What it looks like: So you’ve tried to connect before correct and it’s just not working. It might be time for one or both of you to take a positive time out! This is just a chance to cool off and calm down on your own. Some ideas might be listening to music, taking a walk, writing, drawing, exercising, meditating or talking to a friend. When you’re child is not upset, help them make a list of what they might find calming. You can also make a list for yourself so you can model this cooling down behavior. Important to note: you cannot send your child on a positive time out as you would with a traditional time out. That would keep them triggered and completely defeat the purpose. You can however, recommend or encourage it.
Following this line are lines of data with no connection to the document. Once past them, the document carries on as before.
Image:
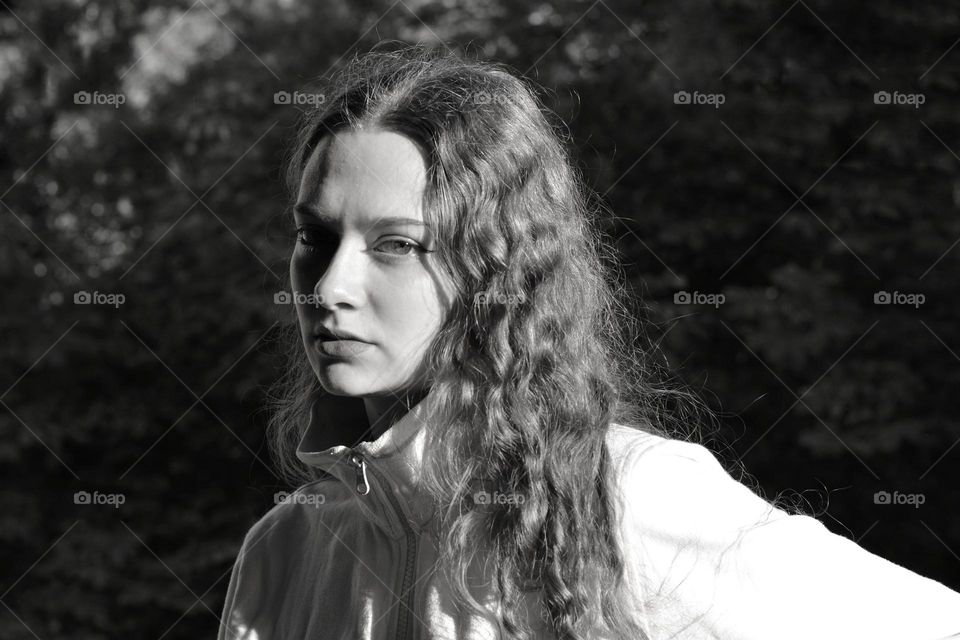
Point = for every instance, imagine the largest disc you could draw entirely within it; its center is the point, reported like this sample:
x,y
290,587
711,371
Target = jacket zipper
x,y
405,623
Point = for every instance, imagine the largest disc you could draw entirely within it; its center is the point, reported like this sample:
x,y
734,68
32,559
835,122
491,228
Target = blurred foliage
x,y
798,199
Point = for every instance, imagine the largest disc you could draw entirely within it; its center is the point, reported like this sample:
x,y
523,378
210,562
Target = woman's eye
x,y
402,247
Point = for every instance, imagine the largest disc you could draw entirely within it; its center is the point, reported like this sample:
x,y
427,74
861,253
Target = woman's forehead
x,y
365,172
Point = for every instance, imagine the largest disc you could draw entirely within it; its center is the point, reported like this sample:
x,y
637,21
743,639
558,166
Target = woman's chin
x,y
338,380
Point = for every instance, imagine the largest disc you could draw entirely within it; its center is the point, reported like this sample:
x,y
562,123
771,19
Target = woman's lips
x,y
335,348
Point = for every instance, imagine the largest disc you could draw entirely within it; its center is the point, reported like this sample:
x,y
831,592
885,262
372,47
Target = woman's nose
x,y
340,282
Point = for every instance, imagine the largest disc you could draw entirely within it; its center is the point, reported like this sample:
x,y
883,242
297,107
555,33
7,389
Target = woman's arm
x,y
711,559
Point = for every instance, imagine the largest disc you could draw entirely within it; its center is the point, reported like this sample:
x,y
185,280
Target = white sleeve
x,y
712,559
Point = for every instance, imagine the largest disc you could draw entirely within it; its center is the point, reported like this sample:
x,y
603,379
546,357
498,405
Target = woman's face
x,y
362,250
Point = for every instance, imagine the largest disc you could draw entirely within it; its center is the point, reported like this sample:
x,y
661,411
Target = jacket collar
x,y
393,459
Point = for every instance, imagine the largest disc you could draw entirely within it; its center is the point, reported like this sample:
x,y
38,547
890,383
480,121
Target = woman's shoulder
x,y
680,488
287,521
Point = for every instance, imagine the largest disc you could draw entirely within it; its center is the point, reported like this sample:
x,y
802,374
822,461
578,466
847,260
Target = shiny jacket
x,y
349,557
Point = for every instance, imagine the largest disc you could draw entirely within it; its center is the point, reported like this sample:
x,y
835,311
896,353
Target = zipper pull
x,y
357,460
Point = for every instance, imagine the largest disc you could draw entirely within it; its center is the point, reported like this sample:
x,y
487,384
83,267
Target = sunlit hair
x,y
527,376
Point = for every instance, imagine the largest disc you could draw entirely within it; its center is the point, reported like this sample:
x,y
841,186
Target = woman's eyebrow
x,y
310,210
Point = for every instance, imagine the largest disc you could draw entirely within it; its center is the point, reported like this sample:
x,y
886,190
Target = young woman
x,y
483,452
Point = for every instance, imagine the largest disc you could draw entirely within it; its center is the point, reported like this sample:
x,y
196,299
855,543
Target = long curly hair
x,y
541,351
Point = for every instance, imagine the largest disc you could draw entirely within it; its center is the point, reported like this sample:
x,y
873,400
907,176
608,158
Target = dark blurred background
x,y
785,183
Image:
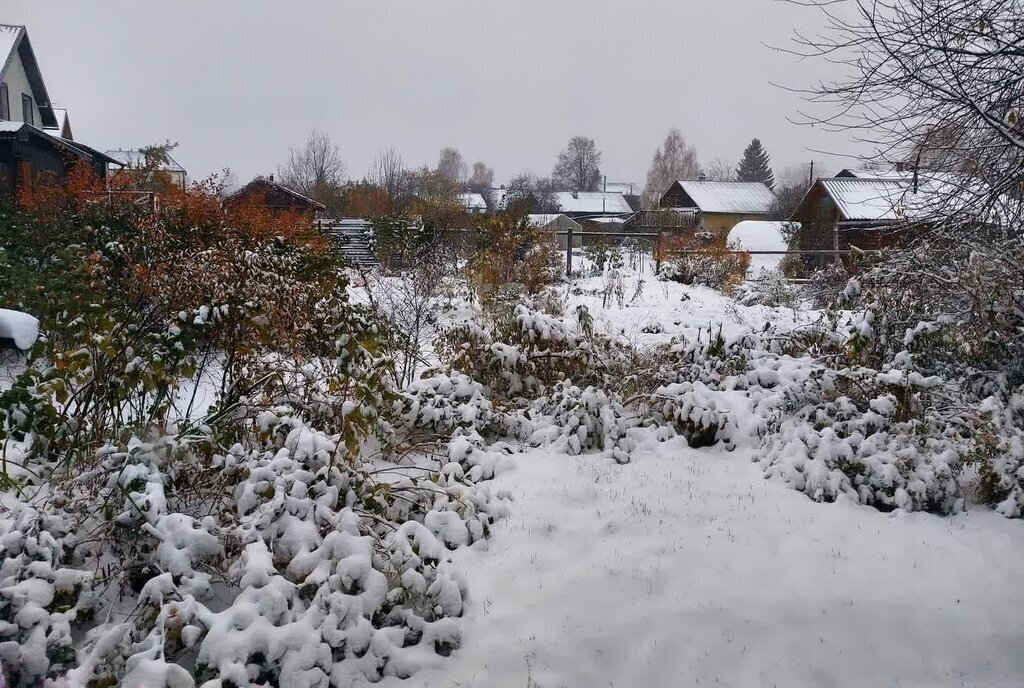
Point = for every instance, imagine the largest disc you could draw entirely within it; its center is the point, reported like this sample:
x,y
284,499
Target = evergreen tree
x,y
756,165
Why it works: Unlike traditional time outs that are punishing, positive time outs are meant to provide children the opportunity to regulate their limbic system. As we discussed with connection before correction, when people get upset or triggered, their limbic system becomes highly activated among a myriad of other stress responses: cortisol and adrenalin hormones get released, your sympathetic nervous system gets activated and it becomes incredibly hard to focus on any logical meaning making. Breathing and other calming activities can help to decrease these physical and neurobiological reactions and return you to a more neutral, and therefore receptive, state. You are then able to think logically with your pre-frontal cortex which processes all those important lessons you hope your kids will understand.

Based on:
Siegel, D. J., & Bryson, T. P. (2011). The Whole-Brain Child: 12 Revolutionary Strategies to Nurture Your Child’s Developing Mind. Delacorte Press.
Nelson, J. (2006). Positive Discipline. Ballantine Books.